By Andrew Cohen
Penny Cooper ’64 and Cris Arguedas, who teamed up to form one of the nation’s top criminal defense firms, were recently inducted into the Trial Lawyer Hall of Fame by the California State Bar’s Litigation Section. The award, presented to them jointly at the Claremont Hotel in Berkeley, is given annually to exceptional trial lawyers whose careers exemplify the highest of values and professional attainment.
“The work we did together was enlivening, fantastic, and at times pioneering,” says Cooper. “We were the first women defense lawyers to try a major white-collar crime case, and engaged in a number of other memorable cases. Receiving this honor together made it that much more meaningful.”
Renowned for her cross-examination skills, Cooper managed to obtain acquittals and reduced sentences in several high-profile cases during her career. In 1990, she worked with Arguedas to win the ultimate dismissal—after the jury hung 11-1 for acquittal following a 10-month trial—of Michael Blatt in the “crossbow” murder case. Cooper also convinced the prosecution to dismiss charges in the “repressed memory” case of George Franklin in 1998, and in 2000 persuaded the prosecution to dismiss a case against Dr. William Liebman, a Marin County physician accused of diluting vaccines given to children.

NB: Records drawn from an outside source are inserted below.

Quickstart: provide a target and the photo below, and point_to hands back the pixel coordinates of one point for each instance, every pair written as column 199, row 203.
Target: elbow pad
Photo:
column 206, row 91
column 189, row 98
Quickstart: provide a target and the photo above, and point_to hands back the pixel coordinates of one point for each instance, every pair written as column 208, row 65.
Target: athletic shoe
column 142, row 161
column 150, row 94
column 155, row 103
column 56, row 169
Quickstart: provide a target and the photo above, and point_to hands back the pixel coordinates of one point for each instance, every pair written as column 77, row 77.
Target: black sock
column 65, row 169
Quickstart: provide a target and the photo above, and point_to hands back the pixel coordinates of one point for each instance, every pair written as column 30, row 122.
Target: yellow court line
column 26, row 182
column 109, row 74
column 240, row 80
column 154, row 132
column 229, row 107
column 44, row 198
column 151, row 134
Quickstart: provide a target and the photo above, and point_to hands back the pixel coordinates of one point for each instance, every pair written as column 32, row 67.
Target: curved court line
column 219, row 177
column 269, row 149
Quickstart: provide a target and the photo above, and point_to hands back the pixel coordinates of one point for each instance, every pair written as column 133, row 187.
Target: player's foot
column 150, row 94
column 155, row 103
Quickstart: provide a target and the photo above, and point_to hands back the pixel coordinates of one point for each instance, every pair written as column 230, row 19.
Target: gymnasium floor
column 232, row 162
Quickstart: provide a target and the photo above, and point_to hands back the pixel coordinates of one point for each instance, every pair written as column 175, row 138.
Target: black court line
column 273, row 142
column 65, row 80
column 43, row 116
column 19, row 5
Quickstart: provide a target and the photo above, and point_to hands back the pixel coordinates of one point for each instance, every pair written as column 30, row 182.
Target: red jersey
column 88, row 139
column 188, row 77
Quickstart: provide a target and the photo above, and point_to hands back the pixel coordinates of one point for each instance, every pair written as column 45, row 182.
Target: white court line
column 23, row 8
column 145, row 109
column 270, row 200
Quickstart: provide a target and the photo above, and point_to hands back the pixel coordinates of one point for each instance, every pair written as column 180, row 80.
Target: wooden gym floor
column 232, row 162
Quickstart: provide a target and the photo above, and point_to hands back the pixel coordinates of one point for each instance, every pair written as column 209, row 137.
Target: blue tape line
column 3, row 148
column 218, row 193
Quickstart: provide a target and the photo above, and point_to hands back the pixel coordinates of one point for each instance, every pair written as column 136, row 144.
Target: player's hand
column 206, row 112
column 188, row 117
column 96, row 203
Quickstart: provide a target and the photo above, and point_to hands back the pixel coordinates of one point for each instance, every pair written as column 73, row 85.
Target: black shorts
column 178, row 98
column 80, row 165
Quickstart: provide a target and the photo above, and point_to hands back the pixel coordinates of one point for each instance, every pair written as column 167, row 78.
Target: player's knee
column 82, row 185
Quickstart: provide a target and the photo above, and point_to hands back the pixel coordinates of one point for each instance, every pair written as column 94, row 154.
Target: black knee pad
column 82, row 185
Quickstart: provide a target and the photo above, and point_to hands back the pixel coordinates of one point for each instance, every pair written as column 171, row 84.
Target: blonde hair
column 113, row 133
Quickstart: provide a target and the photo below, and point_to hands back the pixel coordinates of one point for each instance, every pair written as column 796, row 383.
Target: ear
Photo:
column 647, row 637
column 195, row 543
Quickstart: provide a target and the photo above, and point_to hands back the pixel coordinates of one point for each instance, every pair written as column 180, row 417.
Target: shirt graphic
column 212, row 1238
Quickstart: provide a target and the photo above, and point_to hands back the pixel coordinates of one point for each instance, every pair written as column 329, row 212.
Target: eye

“We were the perfect complement to each other,” Argeudas says. “Penny was a much more experienced lawyer when we joined forces, and I learned a great deal about strategy, trial tactics, and cross-examination. We weren’t afraid to disagree, which was crucial. Almost every trial decision can be viewed a number of different ways, and we’d often take different opinions, argue it out, and arrive at a good decision. We also weren’t afraid of anybody, be it a judge or prosecutor, and we gave it everything we had.”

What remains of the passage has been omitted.